Switch to the Czech version

Saturday, 30 June 2012

Random names generator (part 1)

I have always loved games with randomly generated content: NetHack, Dwarf Fortress, ... And one of the things these games generate are names. Names of locations, people, weapons, etc. In a few of my projects I have also encountered the need to generate random names. And this text (blog-post series) covers the process of my research and development.


The first approach that comes to mind is to write a list of names of people for example and randomly choose. But this would result in a world full of Peters and Johns. Not what I'm looking for.

Another approach could be to download some list of names and use that, as in the previous case. This is a lot better - if I got a large database of first and last names, I could generate a list of real-looking names. Ideal for test data. But again, this is not what I'm looking for. My aim is something more fantasy-like.

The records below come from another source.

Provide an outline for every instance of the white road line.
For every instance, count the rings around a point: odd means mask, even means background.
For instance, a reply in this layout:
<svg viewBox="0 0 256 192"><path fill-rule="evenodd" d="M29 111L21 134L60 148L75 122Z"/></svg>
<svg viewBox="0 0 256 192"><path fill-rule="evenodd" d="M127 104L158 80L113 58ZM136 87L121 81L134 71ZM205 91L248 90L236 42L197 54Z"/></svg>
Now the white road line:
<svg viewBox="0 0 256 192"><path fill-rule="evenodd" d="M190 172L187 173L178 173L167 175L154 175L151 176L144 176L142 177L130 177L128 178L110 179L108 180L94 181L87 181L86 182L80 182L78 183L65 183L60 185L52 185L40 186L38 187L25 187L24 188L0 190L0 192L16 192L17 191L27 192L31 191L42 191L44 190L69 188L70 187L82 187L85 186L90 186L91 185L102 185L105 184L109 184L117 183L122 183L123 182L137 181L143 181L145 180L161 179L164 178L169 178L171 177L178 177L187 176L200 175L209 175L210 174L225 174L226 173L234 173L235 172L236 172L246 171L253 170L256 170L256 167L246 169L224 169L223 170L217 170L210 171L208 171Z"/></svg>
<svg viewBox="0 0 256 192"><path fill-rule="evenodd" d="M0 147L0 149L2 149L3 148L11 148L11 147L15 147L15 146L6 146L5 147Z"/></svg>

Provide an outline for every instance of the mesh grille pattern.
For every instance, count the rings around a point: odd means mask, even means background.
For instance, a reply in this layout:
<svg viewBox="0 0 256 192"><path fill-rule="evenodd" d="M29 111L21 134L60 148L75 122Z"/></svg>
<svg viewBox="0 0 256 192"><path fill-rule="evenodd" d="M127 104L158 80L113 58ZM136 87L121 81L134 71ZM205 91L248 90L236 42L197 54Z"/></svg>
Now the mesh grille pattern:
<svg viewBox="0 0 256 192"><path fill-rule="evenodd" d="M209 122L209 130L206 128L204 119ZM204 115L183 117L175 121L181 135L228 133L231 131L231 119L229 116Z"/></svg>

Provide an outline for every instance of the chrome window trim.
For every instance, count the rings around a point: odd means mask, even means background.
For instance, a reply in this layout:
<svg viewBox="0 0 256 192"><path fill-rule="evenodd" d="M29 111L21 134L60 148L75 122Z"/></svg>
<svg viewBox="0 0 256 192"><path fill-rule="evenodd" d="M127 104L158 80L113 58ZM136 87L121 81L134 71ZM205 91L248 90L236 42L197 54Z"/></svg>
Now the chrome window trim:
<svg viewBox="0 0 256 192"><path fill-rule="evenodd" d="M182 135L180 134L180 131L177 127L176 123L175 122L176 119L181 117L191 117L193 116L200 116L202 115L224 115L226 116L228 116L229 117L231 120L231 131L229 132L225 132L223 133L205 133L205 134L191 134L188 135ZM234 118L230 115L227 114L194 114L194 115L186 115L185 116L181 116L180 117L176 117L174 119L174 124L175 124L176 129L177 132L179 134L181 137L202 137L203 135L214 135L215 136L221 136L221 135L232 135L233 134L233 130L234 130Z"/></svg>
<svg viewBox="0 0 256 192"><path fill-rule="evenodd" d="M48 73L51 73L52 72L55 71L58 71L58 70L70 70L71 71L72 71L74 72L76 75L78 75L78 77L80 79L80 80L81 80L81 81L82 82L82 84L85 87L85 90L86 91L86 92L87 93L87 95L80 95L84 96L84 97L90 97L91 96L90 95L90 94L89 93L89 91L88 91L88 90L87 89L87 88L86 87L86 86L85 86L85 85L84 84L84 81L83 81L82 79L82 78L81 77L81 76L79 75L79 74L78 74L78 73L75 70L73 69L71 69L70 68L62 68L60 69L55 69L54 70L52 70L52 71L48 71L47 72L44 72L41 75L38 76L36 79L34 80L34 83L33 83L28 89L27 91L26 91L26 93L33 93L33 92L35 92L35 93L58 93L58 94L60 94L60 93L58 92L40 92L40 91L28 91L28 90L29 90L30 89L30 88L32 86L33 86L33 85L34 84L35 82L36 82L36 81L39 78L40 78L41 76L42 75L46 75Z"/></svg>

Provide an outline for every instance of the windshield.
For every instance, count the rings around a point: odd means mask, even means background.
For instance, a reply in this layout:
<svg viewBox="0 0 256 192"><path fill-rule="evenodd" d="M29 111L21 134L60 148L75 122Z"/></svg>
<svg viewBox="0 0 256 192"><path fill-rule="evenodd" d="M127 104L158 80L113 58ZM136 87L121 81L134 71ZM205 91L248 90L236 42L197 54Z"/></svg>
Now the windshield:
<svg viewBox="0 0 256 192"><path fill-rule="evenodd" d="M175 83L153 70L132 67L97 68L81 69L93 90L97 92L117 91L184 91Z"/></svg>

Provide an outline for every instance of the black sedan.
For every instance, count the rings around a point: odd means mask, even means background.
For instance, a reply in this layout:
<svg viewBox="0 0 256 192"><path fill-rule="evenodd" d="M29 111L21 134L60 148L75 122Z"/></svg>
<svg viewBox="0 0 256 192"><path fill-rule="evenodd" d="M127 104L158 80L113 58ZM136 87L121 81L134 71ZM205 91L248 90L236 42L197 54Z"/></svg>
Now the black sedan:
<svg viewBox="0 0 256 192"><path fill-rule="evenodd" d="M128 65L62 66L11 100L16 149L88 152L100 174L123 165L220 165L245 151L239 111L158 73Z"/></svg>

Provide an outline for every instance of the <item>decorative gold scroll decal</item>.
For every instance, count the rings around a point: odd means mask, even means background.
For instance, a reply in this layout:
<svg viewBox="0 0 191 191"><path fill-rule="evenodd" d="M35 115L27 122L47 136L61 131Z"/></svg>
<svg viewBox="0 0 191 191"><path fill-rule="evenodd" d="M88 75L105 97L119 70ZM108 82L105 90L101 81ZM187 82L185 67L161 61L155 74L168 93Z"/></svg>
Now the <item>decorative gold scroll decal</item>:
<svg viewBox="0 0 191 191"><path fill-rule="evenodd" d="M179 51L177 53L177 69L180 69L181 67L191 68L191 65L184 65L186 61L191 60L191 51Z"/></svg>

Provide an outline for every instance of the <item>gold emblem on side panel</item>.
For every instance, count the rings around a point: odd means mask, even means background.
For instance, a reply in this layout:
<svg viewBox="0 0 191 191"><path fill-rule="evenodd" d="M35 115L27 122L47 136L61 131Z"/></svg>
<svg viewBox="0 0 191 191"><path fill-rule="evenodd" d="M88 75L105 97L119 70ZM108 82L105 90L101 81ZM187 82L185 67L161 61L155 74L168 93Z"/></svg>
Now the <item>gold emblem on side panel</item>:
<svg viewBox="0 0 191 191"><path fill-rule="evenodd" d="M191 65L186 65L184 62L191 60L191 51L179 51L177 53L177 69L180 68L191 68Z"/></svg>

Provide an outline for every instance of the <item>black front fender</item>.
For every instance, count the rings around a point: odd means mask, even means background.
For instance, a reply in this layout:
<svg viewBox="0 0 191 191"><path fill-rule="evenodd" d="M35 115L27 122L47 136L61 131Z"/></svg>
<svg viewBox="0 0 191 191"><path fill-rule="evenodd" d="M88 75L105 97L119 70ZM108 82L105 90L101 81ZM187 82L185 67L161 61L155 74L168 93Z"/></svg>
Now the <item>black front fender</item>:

I want to connect words like pieces of puzzle. Take an adjective, put it in front of a noun and leave it to the reader's imagination to deal with it. And this is what a part-of-speech (POS) dictionary gives me. It is basically a list of words which are tagged with their lexical category - verbs, particles, nouns, etc.

Basic version

The first database which I used was compiled by Kevin Atkinson: wordlist.sourceforge.net. I created a rather simple Java application that parses the text database and converts it into an SQL database (Derby). This way I can search the database efficiently. Generating names resolves to retrieving random words of a given type and putting them together. Here are some nice examples obtained using a "ProperNoun the Adjective CommonNoun" template:
Lancey the Norse petunia
Lehet the crunchier cleanser
Maleki the enlarged lampworker
Zilla the extrametrical horsemint
Weisburgh the bioecologic linksman
Cimmerian the savvy tidehead
Nahuatlan the half-drunken by-passer (this one is my favourite)
Just a note: the original database contained no information about Proper vs. Common nouns, this additional attribute is generated by checking the following property: Noun & matches(/^[A-Z][a-z].*/) => ProperNoun
As you can see, it works quite nicely.

Better version?

The results are not always meaningful, but this is to be expected. The dictionary doesn't contain enough information to make them meaningful. But I think there is a bigger problem. The list of available words is vast and most of them are rarely used. The outcome? Some generated names look like a heap of symbols to us. For example:
Paff the trans-Jovian heterodoxy
Wutsin the thickening basidiomycotina
Ramiah the zingiberaceous supersensitisation 
(try to read this aloud, I dare you!)
Sometimes it would require to look all the words up just to know how to pronounce them, not to mention understand their meaning. Solution? Use these rare words rarely (oh my!).

Thanks to years of work and a huge amount of CPU time there are now databases of Ngram frequencies, i.e. number of occurrences of  N-word strings (in books for example). One giant (and free) dataset I managed to find is available from Google: books.google.com/ngrams/datasets. Another one comes from our beloved Wiki: en.wiktionary.org/wiki/Wiktionary:Frequency_lists.

If I joined the information from a POS database and a Ngram-frequency database, I could make the resulting database more "normal", believable. Common words would show up more frequently and the texts would be easier to read.